HONDA CR-V IMRC REPLACEMENT / diag. P1078 P1077 2006 2.4L how remove replace acura rsx - Bing video


----------



## HotRodx10 (Aug 24, 2017)

wrbrb said:


> but didn't know if there was a testing procedure prior to spending $150 on the part.


You can take it in for an engine diagnostic, but that will probably cost about the same $150. 

I didn't have enough info to find out for sure, but it looks like you should be able to get the O2 sensor for under $50.


----------



## LawrenceS (Oct 21, 2020)

wrbrb said:


> My 2002 CRV with 110,000 miles is showing current codes of P1164 (Primary HO2S (#1) Circuit Range/Performance), P0420 (Catalyst System Efficiency Below Threshold (Bank 1)), and P1078 (Unknown/Intake Manifold Tuning Valve System Malfunction - High RPM).
> 
> The catalytic converter is about 5 years old (previous one stolen) - I need to get these errors resolved so I can pass my emissions test and re-register the car.
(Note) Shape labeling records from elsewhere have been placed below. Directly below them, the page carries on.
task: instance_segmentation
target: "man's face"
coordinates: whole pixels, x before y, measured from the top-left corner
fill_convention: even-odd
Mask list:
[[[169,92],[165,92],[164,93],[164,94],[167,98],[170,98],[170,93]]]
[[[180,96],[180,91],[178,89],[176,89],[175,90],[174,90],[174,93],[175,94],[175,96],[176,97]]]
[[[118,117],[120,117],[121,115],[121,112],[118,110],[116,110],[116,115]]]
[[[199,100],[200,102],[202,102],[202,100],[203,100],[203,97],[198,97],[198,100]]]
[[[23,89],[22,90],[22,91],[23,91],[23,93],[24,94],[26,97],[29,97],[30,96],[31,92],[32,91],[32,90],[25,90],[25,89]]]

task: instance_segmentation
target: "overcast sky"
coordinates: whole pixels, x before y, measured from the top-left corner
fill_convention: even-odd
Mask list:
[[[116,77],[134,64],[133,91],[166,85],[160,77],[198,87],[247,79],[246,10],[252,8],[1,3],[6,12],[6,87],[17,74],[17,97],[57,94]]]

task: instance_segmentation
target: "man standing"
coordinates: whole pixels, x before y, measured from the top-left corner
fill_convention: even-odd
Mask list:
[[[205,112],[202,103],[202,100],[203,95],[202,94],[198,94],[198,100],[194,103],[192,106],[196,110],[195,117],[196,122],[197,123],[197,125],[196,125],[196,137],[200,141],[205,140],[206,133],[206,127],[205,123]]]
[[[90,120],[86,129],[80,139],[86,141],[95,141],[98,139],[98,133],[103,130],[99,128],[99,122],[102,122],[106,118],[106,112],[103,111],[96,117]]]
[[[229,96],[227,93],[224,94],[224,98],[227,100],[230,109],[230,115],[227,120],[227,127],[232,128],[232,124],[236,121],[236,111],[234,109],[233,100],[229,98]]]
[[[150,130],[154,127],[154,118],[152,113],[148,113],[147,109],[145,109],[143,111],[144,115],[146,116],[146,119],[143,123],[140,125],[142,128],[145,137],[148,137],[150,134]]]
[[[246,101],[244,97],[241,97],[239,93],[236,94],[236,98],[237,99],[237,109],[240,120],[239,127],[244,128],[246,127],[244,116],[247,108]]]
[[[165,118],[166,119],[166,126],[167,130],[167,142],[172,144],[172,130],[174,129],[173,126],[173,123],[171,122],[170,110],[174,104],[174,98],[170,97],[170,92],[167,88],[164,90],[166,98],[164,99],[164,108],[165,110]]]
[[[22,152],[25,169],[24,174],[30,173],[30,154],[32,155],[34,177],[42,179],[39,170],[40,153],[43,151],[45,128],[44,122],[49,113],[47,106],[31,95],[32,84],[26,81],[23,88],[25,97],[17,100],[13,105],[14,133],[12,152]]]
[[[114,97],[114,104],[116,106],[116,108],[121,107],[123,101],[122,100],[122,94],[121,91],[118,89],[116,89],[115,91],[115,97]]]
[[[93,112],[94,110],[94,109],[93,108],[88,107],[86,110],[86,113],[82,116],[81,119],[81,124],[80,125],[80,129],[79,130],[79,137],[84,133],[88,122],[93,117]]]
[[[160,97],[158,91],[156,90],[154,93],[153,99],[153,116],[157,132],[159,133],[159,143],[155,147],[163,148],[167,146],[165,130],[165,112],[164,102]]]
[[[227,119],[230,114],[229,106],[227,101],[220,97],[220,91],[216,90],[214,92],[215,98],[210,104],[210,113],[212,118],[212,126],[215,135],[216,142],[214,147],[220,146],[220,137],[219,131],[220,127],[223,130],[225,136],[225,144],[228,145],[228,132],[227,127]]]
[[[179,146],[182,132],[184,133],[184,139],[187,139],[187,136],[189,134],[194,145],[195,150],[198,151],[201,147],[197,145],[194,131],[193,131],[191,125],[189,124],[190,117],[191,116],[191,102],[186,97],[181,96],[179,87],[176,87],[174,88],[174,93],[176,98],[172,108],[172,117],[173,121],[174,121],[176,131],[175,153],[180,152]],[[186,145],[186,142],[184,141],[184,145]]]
Could someone help me figure out what to test to fix these issues?


p1164 there may be a PCM update(20 year old TSB 02-028) but since updates overlap, if you've ever had the PCM updated recall or otherwise it may have already been updated.
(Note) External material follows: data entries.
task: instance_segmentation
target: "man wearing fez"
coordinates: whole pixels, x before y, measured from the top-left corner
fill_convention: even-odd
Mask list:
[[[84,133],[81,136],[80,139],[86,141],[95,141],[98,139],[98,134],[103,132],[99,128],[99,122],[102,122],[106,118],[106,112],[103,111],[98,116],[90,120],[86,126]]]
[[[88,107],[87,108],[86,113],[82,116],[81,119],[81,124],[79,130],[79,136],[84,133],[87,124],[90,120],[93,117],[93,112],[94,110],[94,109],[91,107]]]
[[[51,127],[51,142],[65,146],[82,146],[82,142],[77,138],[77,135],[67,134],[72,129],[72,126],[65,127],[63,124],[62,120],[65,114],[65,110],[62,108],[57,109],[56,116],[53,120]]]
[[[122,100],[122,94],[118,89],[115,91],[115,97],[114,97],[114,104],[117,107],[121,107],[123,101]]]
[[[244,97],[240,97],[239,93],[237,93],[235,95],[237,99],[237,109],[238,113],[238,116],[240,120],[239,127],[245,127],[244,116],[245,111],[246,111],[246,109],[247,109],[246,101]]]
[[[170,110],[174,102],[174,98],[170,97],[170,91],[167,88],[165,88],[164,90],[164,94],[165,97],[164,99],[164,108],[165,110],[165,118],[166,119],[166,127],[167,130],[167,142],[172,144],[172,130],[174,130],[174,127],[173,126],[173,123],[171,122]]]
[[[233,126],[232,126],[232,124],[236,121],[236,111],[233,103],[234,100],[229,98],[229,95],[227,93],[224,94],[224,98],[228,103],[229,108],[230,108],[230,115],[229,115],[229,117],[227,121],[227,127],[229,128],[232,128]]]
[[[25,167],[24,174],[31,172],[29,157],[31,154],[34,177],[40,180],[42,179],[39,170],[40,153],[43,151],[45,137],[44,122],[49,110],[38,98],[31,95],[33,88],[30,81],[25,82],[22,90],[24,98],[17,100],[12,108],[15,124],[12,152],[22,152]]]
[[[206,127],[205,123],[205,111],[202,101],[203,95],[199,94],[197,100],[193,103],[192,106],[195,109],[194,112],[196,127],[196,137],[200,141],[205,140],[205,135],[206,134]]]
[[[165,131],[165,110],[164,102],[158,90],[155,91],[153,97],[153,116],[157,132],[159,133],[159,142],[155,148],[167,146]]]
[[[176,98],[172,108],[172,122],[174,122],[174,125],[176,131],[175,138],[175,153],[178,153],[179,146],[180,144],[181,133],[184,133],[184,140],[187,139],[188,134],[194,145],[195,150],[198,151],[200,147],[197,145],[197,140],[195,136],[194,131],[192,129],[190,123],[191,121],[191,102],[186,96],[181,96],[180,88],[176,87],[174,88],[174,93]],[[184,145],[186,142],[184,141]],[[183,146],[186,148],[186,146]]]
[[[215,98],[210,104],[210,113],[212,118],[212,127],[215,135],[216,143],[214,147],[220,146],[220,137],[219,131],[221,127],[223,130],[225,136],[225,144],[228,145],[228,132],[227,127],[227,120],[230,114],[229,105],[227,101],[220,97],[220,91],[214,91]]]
But there is also a vin range of effected models 
2002 CR-V With 2WD
From VIN JHLRD6...2C000001 thru JHLRD6...2C019081
From VIN SHSRD6...2U000001 thru SHSRD6...2U001812
2002 CR-V With 4WD
From VIN JHLRD7...2C000001 thru JHLRD7...2C067524
From VIN SHSRD7...2U000001 thru SHSRD7...2U008787 

An A/F sensor can cause false cat codes, but it would have had to set the cat code first as a p1164 should prevent the cat monitor from setting.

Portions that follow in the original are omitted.